The Impact of Deforestation on Transmission of Disease to Humans
By: Brenna Daly
The environmental changes caused by deforestation have significant effects on wildlife communities and alter how humans and wildlife interact. These changes in the environment contribute to increased human health risk, specifically from zoonotic spillover potential (the transmission of disease from wildlife to humans). The process of reforestation, when trees begin to regrow in an area, is also a major contributor to spillover risk depending upon the rate of forest regeneration and how developed the forestry becomes. Researchers have been studying these factors that can increase spillover risk and examining how spillover risk varies between habitat types.
A CEID research team, including John Vinson, Nicole Gottdenker, RajReni Kaul, Andrew Kramer, John Drake, and Richard Hall, developed a mathematical model to predict spillover risk over time based on land-use history. This history included the maturity of a landscape and examined if landscapes were highly developed forests or if they had been partially or completely deforested.
The team investigated the relationship between land-use history and zoonotic spillover risk in four habitat types: mature habitat (a forest that has been established for a long period of time with a large variety of species present and advanced ecological diversity), cleared habitat (a landscape that has been partially or fully deforested for human activities), a settled habitat (dense human population, less wildlife, and an altered landscape), and regenerating habitat (landscape that is reverting back towards a mature forest).
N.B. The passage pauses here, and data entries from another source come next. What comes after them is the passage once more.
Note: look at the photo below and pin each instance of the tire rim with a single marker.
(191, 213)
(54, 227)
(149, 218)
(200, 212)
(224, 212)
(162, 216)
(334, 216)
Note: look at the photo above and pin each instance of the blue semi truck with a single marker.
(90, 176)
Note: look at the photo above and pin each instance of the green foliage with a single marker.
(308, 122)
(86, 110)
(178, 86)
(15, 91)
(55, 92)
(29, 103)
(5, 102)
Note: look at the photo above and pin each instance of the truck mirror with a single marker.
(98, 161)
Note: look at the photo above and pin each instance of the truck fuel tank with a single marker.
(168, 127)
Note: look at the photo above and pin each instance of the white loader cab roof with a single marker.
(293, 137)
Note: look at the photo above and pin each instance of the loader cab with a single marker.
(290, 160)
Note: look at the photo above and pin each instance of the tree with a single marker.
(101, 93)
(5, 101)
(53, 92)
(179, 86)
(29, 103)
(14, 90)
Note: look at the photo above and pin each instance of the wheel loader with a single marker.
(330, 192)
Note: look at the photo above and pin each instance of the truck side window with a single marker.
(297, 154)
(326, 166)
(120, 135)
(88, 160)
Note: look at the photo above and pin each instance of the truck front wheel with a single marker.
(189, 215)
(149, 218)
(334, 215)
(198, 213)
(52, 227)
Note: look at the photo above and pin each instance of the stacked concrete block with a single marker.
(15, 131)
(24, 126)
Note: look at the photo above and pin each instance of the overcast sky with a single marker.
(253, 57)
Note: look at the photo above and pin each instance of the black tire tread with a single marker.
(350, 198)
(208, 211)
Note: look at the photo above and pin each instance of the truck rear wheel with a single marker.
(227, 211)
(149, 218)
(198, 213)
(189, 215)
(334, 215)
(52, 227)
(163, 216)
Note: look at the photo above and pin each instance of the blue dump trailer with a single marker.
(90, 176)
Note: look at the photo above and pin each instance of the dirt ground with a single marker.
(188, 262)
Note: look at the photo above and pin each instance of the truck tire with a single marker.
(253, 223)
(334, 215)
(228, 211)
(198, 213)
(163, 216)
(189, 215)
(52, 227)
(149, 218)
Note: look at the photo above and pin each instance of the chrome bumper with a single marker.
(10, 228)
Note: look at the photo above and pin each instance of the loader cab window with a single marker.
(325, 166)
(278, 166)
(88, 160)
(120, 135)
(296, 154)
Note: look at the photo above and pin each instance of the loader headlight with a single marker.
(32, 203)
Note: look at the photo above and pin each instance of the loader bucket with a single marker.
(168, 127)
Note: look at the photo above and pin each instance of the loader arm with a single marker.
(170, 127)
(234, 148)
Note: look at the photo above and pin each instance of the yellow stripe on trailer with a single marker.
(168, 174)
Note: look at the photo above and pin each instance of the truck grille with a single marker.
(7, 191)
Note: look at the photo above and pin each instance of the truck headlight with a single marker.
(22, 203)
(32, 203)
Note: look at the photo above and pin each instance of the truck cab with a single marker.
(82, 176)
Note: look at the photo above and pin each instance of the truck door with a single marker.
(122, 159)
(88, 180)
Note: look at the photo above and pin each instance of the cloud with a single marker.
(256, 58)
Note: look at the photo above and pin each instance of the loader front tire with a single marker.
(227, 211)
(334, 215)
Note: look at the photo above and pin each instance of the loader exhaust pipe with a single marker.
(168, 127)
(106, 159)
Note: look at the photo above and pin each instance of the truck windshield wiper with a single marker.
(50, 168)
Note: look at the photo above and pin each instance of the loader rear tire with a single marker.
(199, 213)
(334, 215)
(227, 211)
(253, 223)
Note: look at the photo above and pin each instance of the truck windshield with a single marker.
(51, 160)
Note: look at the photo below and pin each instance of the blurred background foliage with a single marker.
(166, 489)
The results of this modeling showed that land-use history significantly impacts spillover risk over time, and the spillover risk of a landscape is determined by these factors: the rate of forest regeneration, the relative spillover risk of deforested land compared to regenerating forest, and how quickly regenerating forests develop characteristics of a mature forest. Findings reveal that when the original landscape is a mature forest that then suffers deforestation, the spillover risk will initially peak when the land is cleared, and then the risk starts decreasing as the cleared land becomes urbanized or reforested. Cleared land poses the greatest spillover risk, likely due to a loss of competitors and predators for wildlife disease reservoir species. Conversely, if the initial landscape was largely cleared of forest, the risk of spillover is high initially, and then declines.
The research found that forestry reversion will always reduce spillover potential when the regenerating habitat has low spillover risk. The most rapid decline in zoonotic spillover potential occurs when the land reversion occurs quickly and there is a slow regeneration transition to a mature forest. The evidence also revealed that if both the cleared and regenerating habitats are equal contributors to spillover risk, then reversion of the land will increase spillover potential. Overall, a high spillover risk is apparent in cleared and regenerating habitats that display forest regrowth similar to a mature forest, compared to spillover risk of deforested land.
The research team highlights that these findings can be utilized to reduce zoonotic spillover risk by supporting the reversion and regeneration of land and by preventing human exposure to regeneration areas of potentially high risk. Future research can build upon this land-use model by further exploring transmission potential in certain habitats, integrating parasite transmission models, and examining the relationship between exposure and human behavior.